Download OpenOCD configuration file for Raspberry Pi 2 or Raspberry Pi 3
Following line at the end of both configuration files enables SMP mode where single GDB will control all cores simultaneously. In case your use-case requires multiple GDB connections to each individual core just comment this line before running OpenOCD.
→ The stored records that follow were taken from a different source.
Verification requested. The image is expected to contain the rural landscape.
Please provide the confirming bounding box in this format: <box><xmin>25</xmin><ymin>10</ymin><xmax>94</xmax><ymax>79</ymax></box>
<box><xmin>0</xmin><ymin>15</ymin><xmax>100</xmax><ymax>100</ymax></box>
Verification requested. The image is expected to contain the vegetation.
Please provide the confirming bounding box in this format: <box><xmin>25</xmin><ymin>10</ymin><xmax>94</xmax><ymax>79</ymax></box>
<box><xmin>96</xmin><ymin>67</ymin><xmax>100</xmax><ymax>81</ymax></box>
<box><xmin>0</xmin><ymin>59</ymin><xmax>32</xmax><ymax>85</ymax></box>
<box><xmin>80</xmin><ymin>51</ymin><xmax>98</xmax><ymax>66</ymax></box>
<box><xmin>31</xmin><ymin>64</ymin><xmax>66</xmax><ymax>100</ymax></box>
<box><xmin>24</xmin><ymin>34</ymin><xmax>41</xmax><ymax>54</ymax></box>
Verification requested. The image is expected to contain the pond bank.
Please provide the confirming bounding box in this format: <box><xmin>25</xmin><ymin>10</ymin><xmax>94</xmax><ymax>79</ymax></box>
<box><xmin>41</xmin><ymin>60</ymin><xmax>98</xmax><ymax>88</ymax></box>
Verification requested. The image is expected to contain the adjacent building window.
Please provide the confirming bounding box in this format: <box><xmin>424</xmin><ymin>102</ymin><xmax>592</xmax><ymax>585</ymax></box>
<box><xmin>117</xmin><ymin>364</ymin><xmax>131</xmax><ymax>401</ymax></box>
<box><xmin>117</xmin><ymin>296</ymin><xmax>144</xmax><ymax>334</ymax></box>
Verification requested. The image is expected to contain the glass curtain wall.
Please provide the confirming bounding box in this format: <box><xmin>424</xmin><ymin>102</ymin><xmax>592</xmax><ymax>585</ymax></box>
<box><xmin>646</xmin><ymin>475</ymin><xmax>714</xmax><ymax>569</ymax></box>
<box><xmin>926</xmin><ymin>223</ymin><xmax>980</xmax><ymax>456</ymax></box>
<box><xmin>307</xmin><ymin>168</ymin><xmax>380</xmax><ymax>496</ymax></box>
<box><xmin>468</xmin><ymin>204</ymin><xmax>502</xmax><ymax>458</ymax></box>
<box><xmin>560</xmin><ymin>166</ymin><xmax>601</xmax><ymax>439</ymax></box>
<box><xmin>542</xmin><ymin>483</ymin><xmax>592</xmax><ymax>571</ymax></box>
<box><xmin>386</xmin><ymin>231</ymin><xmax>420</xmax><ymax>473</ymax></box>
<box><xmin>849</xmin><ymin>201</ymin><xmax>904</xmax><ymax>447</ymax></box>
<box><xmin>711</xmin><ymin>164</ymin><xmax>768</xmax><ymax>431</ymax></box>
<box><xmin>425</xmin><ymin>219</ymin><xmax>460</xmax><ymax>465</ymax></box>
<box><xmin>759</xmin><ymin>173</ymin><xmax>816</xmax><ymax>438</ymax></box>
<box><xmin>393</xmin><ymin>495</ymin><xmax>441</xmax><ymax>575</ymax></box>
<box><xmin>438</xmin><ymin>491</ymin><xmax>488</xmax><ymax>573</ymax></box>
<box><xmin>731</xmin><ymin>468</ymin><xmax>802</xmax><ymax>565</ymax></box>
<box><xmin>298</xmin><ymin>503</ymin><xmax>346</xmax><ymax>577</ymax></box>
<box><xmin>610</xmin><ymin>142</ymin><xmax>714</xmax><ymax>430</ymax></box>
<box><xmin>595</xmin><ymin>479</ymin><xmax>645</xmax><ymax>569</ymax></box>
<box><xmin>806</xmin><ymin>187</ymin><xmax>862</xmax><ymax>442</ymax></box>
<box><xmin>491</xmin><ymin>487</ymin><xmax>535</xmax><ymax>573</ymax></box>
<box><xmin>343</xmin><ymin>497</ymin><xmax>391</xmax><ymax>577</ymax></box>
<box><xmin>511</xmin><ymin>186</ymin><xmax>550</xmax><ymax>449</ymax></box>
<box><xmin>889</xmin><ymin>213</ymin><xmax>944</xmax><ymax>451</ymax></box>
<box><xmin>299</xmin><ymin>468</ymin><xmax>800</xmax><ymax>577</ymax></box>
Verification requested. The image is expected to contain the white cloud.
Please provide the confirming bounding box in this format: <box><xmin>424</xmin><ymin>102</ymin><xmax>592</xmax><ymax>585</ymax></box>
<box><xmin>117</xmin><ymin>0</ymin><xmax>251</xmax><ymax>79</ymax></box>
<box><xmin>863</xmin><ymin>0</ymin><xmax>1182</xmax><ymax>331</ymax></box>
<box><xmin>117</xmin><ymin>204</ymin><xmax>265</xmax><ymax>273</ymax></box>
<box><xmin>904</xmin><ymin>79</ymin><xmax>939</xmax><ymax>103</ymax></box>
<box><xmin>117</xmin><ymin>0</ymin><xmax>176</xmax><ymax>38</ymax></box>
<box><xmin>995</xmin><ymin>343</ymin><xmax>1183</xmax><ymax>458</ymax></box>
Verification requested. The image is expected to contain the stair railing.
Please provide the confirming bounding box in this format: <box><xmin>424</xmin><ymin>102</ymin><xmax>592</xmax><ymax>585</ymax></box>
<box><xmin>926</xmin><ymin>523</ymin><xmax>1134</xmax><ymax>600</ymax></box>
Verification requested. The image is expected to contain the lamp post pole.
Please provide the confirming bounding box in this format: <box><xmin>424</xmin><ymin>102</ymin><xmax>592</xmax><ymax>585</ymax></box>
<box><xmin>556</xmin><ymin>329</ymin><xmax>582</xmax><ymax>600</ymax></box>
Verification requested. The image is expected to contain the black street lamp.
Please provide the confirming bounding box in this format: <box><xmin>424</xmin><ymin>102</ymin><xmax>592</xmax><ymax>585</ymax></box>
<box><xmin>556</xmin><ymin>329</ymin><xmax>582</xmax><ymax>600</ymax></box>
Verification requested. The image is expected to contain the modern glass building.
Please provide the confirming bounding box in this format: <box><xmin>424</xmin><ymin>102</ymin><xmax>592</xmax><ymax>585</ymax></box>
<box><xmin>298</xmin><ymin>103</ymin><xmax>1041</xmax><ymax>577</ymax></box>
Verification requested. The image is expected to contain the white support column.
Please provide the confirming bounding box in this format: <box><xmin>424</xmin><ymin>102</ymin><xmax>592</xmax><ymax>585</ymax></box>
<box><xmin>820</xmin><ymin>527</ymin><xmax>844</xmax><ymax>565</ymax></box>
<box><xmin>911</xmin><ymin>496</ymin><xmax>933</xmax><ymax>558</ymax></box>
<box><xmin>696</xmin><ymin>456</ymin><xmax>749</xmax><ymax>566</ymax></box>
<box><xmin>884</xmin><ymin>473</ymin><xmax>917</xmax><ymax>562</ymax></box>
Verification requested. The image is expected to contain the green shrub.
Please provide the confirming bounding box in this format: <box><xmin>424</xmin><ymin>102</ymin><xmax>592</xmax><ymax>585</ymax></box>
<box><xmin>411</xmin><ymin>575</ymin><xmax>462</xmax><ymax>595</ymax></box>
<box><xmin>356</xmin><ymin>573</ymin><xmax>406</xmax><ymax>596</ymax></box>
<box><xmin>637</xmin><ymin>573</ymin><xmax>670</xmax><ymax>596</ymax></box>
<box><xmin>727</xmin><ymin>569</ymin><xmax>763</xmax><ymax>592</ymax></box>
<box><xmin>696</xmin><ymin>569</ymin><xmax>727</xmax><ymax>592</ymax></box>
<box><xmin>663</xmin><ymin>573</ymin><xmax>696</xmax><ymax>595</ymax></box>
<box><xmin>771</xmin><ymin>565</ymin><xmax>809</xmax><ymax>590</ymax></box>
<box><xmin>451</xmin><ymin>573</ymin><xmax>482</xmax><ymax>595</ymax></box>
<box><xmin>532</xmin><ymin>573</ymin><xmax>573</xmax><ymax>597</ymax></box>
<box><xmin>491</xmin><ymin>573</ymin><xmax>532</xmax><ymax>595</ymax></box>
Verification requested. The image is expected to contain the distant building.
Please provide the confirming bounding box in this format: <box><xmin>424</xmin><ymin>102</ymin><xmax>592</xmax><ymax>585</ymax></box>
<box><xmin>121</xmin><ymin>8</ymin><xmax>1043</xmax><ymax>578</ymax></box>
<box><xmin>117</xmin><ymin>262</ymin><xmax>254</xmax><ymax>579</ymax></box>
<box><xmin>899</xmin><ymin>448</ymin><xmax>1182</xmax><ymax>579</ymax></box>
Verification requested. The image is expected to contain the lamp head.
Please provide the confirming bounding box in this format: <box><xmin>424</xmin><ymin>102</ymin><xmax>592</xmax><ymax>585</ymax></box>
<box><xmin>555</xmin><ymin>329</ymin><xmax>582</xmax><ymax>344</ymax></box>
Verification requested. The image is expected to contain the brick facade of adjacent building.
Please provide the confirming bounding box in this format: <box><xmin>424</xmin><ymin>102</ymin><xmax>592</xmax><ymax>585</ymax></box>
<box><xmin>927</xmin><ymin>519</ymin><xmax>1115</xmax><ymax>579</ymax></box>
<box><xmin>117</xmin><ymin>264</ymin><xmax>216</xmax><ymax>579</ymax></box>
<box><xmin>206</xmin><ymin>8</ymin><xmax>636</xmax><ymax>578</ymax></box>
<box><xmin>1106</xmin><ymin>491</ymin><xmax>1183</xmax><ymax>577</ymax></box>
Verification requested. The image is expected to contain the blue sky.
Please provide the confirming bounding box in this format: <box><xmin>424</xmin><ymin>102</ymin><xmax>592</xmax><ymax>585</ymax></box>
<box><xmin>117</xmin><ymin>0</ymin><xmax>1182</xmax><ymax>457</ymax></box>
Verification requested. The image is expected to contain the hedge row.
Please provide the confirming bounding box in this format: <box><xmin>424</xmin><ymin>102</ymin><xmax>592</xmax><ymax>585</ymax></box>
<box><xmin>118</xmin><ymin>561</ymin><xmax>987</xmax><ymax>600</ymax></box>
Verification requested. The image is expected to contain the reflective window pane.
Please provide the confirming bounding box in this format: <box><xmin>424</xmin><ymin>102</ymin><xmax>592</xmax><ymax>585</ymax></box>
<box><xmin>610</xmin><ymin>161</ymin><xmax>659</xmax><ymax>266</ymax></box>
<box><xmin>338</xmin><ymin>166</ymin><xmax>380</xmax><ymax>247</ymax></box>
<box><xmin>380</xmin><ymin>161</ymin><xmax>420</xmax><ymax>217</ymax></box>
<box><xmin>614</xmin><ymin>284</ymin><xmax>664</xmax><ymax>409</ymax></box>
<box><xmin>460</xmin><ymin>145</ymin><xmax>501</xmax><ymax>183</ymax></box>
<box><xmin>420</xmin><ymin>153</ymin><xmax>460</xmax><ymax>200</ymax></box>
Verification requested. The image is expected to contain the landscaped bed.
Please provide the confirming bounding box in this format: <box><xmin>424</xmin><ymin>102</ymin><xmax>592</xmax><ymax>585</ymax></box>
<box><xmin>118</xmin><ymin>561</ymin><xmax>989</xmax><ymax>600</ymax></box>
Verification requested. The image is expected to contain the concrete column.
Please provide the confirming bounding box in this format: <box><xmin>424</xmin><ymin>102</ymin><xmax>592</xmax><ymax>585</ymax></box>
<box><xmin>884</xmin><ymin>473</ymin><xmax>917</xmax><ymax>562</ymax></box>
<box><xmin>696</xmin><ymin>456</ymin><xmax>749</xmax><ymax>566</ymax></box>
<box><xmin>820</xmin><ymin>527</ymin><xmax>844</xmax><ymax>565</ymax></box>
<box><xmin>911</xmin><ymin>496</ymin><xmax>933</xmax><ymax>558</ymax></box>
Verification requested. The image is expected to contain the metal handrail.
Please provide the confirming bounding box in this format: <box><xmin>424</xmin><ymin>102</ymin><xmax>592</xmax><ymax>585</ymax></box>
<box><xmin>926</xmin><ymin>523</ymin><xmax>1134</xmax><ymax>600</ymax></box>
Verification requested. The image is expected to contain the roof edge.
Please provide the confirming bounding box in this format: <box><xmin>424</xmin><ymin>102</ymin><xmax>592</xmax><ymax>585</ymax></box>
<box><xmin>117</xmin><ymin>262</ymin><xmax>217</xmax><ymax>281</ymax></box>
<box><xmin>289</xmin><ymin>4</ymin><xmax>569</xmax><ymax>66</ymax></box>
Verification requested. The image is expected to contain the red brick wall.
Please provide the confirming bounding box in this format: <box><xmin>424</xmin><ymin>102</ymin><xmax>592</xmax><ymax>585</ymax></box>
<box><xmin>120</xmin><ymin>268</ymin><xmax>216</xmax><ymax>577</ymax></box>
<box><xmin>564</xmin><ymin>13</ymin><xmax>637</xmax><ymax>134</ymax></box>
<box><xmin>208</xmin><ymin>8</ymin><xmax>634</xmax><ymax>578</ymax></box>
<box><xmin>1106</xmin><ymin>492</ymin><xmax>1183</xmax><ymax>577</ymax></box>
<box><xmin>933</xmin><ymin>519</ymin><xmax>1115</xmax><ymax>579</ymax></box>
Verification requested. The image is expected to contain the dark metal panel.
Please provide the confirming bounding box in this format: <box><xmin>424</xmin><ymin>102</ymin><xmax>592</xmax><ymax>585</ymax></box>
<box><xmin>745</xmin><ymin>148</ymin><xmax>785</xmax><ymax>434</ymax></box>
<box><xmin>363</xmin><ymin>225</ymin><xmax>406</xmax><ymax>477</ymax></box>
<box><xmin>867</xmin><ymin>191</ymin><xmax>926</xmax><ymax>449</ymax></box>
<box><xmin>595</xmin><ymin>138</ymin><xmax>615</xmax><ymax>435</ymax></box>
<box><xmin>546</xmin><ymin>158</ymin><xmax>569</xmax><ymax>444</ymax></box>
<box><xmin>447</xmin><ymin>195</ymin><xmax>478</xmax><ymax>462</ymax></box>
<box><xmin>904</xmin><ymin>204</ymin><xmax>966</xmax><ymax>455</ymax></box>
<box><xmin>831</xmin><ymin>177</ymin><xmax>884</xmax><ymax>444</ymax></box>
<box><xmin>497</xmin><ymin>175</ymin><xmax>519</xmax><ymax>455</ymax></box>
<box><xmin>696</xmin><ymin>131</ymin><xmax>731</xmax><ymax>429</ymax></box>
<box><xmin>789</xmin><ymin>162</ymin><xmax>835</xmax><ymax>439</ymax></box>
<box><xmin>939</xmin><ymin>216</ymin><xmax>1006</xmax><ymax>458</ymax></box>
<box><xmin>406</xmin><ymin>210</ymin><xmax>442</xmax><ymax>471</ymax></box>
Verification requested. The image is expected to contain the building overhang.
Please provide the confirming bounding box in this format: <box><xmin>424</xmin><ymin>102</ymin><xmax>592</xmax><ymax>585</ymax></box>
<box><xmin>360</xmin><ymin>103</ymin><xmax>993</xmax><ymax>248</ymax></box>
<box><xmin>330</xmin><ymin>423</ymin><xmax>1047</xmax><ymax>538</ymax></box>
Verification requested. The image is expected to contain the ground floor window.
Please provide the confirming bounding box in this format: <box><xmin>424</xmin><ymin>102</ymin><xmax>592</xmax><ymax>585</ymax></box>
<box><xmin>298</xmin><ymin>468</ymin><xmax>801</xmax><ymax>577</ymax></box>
target smp $_TARGETNAME.0 $_TARGETNAME.1 $_TARGETNAME.2 $_TARGETNAME.3
# Spawn OpenOCD session with Raspberry Pi 3 configuration ./openocd-src/src/openocd -f openocd-src/tcl/interface/ftdi/dp_busblaster.cfg -f ./raspberry-pi3.cfg # Spawn OpenOCD session with Raspberry Pi 2 configuration ./openocd-src/src/openocd -f openocd-src/tcl/interface/ftdi/dp_busblaster.cfg -f ./raspberry-pi2.cfg |
Now we can start gdb and connect to OpenOCD GDB stub and debug Linux kernel running on Raspberry Pi.
gdb-multiarch <path-to-raspberrypi-linux-sources>/vmlinux (gdb) tar remote :3333 (gdb) b do_sys_open |
Set a breakpoint on do_sys_open routine, when any process will try to open a file and the do_sys_open() breakpoint will trigger.